Getting Closer to Decrypting the Phase Transitions of Bacterial Biomolecules

Abstract

Liquid-liquid phase separation (LLPS) of biomolecules has emerged as a new paradigm in cell biology, and the process is one proposed mechanism for the formation of membraneless organelles (MLOs). Bacterial cells have only recently drawn strong interest in terms of studies on both liquid-to-liquid and liquid-to-solid phase transitions. It seems that these processes drive the formation of prokaryotic cellular condensates that resemble eukaryotic MLOs. In this review, we present an overview of the key microbial biomolecules that undergo LLPS, as well as the formation and organization of biomacromolecular condensates within the intracellular space. We also discuss the current challenges in investigating bacterial biomacromolecular condensates. Additionally, we highlight a summary of recent knowledge about the participation of bacterial biomolecules in a phase transition and provide some new in silico analyses that can be helpful for further investigations.

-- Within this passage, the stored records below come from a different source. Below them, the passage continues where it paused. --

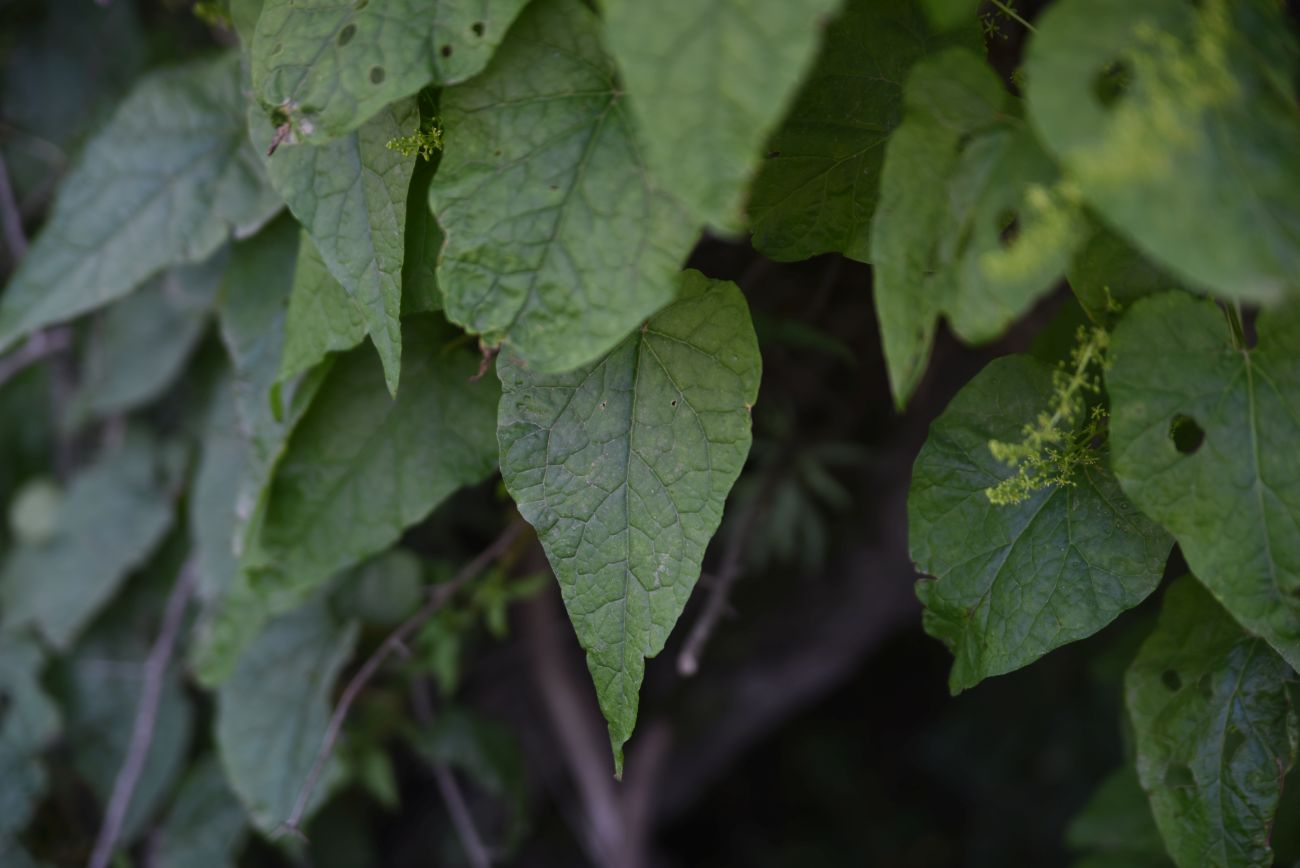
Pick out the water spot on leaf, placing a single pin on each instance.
(1113, 81)
(1186, 433)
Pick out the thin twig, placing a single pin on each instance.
(146, 716)
(476, 851)
(38, 347)
(397, 639)
(11, 218)
(719, 594)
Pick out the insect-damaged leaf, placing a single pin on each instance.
(623, 467)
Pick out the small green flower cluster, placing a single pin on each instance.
(1064, 437)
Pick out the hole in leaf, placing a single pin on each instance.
(1114, 79)
(1179, 776)
(1186, 433)
(1008, 228)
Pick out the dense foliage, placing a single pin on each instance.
(317, 270)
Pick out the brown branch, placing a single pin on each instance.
(146, 716)
(731, 568)
(394, 643)
(11, 218)
(38, 347)
(476, 851)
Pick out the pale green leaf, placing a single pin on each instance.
(113, 515)
(329, 65)
(1216, 732)
(1012, 582)
(165, 182)
(1165, 112)
(623, 467)
(168, 316)
(29, 723)
(273, 710)
(1233, 499)
(819, 183)
(351, 198)
(362, 467)
(970, 224)
(321, 316)
(558, 241)
(206, 825)
(709, 79)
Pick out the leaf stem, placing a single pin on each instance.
(394, 643)
(1014, 16)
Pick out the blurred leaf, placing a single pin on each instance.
(273, 710)
(351, 198)
(29, 723)
(115, 513)
(817, 190)
(1170, 111)
(332, 64)
(1216, 732)
(557, 242)
(970, 224)
(623, 468)
(1227, 491)
(168, 317)
(125, 211)
(206, 825)
(707, 81)
(363, 467)
(1012, 582)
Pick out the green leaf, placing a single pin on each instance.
(115, 515)
(321, 316)
(1216, 732)
(168, 316)
(351, 198)
(1108, 274)
(1117, 823)
(273, 710)
(709, 79)
(164, 183)
(558, 241)
(623, 468)
(1204, 439)
(1164, 112)
(1012, 582)
(29, 723)
(363, 467)
(818, 187)
(206, 825)
(329, 65)
(969, 222)
(100, 688)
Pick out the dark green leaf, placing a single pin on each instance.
(624, 465)
(558, 241)
(1012, 582)
(1216, 732)
(1204, 438)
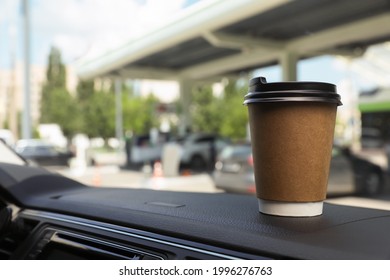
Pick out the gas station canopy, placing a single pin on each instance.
(225, 37)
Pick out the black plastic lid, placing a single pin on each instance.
(261, 91)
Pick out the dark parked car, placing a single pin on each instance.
(348, 172)
(43, 153)
(199, 150)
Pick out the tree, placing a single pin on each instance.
(98, 115)
(139, 113)
(234, 124)
(206, 110)
(57, 105)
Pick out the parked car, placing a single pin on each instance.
(348, 173)
(42, 152)
(199, 150)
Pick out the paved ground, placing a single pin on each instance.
(113, 176)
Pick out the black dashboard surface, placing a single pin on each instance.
(224, 220)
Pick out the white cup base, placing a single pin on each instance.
(290, 209)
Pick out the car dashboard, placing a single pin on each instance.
(47, 216)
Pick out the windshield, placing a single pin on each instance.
(149, 94)
(9, 156)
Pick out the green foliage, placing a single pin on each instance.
(223, 115)
(98, 115)
(206, 110)
(57, 105)
(139, 113)
(235, 121)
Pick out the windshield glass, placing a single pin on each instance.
(9, 156)
(149, 94)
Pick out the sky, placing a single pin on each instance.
(87, 28)
(78, 27)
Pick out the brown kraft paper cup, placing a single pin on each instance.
(292, 129)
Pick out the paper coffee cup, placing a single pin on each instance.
(292, 128)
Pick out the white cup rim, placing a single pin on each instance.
(290, 209)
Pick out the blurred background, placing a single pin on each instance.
(148, 93)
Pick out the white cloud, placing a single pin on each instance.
(81, 26)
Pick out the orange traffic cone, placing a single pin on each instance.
(96, 179)
(157, 170)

Keywords: bacterial cells; biomacromolecular condensates; liquid–liquid phase separation; membraneless organelles; multivalent interactions; phase transitions.

Figure 1

Proposed phase transitions in bacterial cells. Bacterial biomacromolecular assemblies can be present in optimal growth conditions (e.g., bacterial microcompartments). The condensates can fuse upon contact, and the components can be exchanged between condensates. Sudden changes in the environment (e.g., stress) can lead to phase transitions to form more solid-like forms. The formation of such condensates may provide an efficient means for protecting genetic material. For more details, see the main text.

Figure 2

The structural organization of bacterial proteins with propensity for LLPS. (A) Architecture of the ABC transporter Rv1747. Rv1747 is composed of a cytoplasmic regulatory module containing the forkhead-associated (FHA-1 and FHA-2) domains joined by an ID linker, cytoplasmic nucleotide-binding domain (NBD), and a helical transmembrane domain (TMD) through which substrate is transported. (B) Domain organization of FtsZ protein. FtsZ contains 10 unstructured residues at the N-terminus, a conserved globular core domain containing the GTPase active site, a flexible variable linker of approximately 50 residues, a conserved C-terminal tail (CTT), and a C-terminal variable region of 4 residues (CTV). (C) Schematic representation of PopZ structure. PopZ comprises two conserved and mostly α-helical domains: N- and C-terminal (shown in red) and proline-glutamate rich domain (PED) located between them. (D) Domain organization of SSB protein. SSB protein molecule contains an N-terminal well-folded domain that is responsible for DNA binding (DBD), LCR, and C-terminal protein–protein interaction region (C-term). Disordered, flexible linkers are shown as blue lines. These regions are often supposed to drive LLPS.

Figure 3

In silico analysis of LLPS-related proteins. Summary graph of the pLLPS values obtained with FuzDrop for SSB (P0AGE0), RNase E (A0A0H3CAR6), Rv1747^1–310 (O65934), CsoS2 (O85041), CcmM35 (Q03513-2), PopZ (Q9A8N4), DivJ (Q03228), FtsZ (P0A9A6), SlmA (P0A9A6), McdB (Q8GJM6), and NusA (P0AFF6). The gray bars show pLLPS values of proteins for which the in silico data were consistent with the experimental data, the blue bars show pLLPS values for proteins for which the in silico data were found to be inconsistent with the experimental data. The red line is the threshold of 0.6 pLLPS values.

Figure 4

In silico analysis of C. crescentus RNase E and degradosome proteins interacting with it. Summary graph of pLLPS values obtained with FuzDrop for RNase E (A0A0H3CAR6), MetK (A0A0H3C5U2), DbpA (A0A0H3C896), RhlE (A0A0H3C5T6), RhlB (A0A0H3C8I9), PNPase (B8GWz0), RNase D (A0A0H3CAA2), OdhA (A0A0H3C4B5), S1 (A0A0H3CCW5), Aconitase (A0A0H3CE29), NudC (A0A0H3C5J2), and acetoacetyl-CoA reductase (A0A0H3C629). Gray bars show pLLPS values for potential scaffold protein sequences (RNase E in yellow box—result confirmed experimentally [111]), green—for clients, blue—for non-LLPS-related proteins. The red line is the threshold of 0.6 pLLPS value.